2. Using your food processor, blitz the cauliflower florets into crumble. Depending on how big your food processor is, this may take a few batches to get about 3-4 cups of crumbled cauliflower.
3. In a microwave safe bowl, microwave the cauliflower for 5 minutes on high. (If you don't have a microwave or refuse to use one, you can always cook the cauliflower first before crumbling. Boil the florets for about 8 minutes and strain. Then blitz in a food processor.)
4. Transfer the cooked cauliflower to a cheesecloth on top of a strainer. (Now you get a mini workout with your guns 💪... your biceps). Twist the cheesecloth and strain as much water out of the cauliflower. This will really make a difference.
5. Place the strained cauliflower in a mixing bowl and add all the other ingredients, but only add 1 portion of the cheese. Mix well. Season with salt and pepper.
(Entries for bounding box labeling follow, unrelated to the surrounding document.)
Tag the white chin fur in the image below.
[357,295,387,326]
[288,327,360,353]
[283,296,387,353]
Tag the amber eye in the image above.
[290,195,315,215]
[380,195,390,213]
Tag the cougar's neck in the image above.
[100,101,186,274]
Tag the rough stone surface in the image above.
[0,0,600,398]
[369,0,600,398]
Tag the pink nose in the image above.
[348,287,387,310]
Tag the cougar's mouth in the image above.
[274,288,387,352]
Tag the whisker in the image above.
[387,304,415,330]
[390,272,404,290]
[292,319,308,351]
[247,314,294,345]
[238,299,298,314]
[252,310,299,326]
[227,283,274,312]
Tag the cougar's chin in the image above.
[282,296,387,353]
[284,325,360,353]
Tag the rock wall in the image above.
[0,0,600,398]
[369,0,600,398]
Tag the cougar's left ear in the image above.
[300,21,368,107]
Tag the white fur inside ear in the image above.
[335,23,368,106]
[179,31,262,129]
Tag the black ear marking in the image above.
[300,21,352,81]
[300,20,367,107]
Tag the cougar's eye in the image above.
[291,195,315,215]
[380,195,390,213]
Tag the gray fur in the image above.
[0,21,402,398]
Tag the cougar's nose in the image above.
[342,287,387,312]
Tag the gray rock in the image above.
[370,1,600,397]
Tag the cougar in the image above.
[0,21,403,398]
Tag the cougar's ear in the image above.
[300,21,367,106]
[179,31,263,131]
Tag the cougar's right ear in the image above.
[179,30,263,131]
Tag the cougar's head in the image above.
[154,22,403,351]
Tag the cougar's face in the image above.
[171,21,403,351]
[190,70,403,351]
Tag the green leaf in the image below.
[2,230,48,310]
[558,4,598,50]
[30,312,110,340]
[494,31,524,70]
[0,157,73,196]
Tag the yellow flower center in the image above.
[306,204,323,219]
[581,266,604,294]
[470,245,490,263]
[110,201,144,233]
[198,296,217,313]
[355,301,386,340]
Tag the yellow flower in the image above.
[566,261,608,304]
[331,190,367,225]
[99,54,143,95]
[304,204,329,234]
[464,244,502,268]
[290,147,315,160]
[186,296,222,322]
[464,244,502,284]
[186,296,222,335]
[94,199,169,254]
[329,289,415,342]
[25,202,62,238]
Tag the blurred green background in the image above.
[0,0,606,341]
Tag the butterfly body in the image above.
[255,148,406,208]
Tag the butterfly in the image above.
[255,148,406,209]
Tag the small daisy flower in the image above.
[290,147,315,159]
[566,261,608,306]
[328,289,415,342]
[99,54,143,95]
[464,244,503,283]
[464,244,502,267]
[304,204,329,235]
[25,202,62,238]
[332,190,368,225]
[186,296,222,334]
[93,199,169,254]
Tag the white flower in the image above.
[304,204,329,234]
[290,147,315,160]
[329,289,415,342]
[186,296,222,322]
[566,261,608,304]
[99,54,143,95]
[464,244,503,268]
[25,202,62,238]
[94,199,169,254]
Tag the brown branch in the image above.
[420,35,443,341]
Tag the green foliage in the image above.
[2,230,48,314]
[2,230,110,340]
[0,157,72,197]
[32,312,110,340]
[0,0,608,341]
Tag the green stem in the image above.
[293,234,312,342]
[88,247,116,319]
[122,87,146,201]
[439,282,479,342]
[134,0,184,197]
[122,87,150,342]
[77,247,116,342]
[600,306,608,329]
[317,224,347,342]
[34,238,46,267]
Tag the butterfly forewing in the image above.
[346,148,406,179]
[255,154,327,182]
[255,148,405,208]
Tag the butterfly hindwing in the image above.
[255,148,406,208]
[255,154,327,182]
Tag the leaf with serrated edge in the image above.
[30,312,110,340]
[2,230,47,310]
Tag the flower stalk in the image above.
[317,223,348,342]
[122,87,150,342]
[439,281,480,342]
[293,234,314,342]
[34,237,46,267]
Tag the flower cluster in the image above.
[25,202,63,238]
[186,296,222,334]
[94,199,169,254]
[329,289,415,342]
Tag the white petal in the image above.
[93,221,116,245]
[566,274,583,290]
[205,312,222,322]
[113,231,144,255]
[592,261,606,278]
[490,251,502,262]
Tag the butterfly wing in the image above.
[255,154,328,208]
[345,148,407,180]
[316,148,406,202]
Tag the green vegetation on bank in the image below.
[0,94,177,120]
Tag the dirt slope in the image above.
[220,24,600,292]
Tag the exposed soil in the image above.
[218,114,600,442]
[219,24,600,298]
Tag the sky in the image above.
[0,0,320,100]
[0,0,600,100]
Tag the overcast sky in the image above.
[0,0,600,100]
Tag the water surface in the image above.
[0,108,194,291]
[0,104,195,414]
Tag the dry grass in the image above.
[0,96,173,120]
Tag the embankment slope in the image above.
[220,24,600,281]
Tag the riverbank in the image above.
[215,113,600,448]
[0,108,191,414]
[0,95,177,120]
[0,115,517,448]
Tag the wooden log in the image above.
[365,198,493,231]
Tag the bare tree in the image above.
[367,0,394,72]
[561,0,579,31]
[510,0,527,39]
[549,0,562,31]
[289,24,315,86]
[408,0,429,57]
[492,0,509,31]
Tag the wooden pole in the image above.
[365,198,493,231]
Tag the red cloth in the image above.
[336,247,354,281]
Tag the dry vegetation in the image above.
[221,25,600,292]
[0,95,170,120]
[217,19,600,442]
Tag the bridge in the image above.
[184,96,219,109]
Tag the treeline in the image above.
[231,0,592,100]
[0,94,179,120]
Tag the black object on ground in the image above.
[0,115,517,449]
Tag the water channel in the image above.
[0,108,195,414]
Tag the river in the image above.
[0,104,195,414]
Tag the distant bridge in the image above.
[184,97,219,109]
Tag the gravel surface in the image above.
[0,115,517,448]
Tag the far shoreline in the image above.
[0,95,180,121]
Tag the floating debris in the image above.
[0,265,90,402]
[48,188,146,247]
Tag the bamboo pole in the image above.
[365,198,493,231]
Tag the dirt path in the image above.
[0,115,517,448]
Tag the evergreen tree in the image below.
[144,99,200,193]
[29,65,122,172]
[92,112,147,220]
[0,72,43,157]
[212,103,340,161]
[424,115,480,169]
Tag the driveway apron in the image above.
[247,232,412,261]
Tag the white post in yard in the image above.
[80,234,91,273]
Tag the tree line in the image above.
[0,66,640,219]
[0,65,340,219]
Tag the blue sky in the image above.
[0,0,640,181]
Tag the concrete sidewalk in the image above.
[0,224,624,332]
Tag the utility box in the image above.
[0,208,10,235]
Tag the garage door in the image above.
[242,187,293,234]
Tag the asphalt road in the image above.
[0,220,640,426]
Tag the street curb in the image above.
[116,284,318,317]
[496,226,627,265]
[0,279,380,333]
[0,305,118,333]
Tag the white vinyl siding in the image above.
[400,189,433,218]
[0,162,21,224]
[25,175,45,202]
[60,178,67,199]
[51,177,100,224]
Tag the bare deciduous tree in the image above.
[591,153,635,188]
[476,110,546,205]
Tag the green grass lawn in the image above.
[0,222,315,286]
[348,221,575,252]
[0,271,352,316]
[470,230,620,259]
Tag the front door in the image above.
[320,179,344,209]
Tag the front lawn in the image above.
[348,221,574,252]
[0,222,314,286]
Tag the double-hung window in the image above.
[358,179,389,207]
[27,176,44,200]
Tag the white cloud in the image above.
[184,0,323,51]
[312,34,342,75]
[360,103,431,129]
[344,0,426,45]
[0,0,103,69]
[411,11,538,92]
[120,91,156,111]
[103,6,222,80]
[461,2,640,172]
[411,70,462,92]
7. Top with remaining cheese portion and bake for 15-18 minutes. If you feel like it's still soggy, bake for 20 minutes tops.
8. Let this cool for about 3-4 minutes before slicing into sticks.
10. Enjoy! (And fool everyone around you letting them think it's actually bread! [Insert evil laugh😈] "I just nourished you with vegetables, you silly rabbit!)
*If you get the pre-shredded cheese bags, that's no problem at all. Gotta save some time and take it! But if you can grate the cheeses, the better. Because the pre-shredded cheeses will always have a coating of starch or cellulose to keep it from absorbing moisture.... and can stand long shelf lives in the grocery.
**If you make this thinner and omit the garlic and parsley from the recipe, you can turn this recipe to a low-carb pizza "dough". You'll have to double bake it though. Meaning, baking it naked and on it's own as a dough for about 10-12 minutes. Just so it dries up and it gives you a more solid and holdable slice. Take it out of the oven and let it cool on a wire rack for about 30 minutes. Then go ahead and assemble your pizza with sauce, cheese, and whatever toppings you want.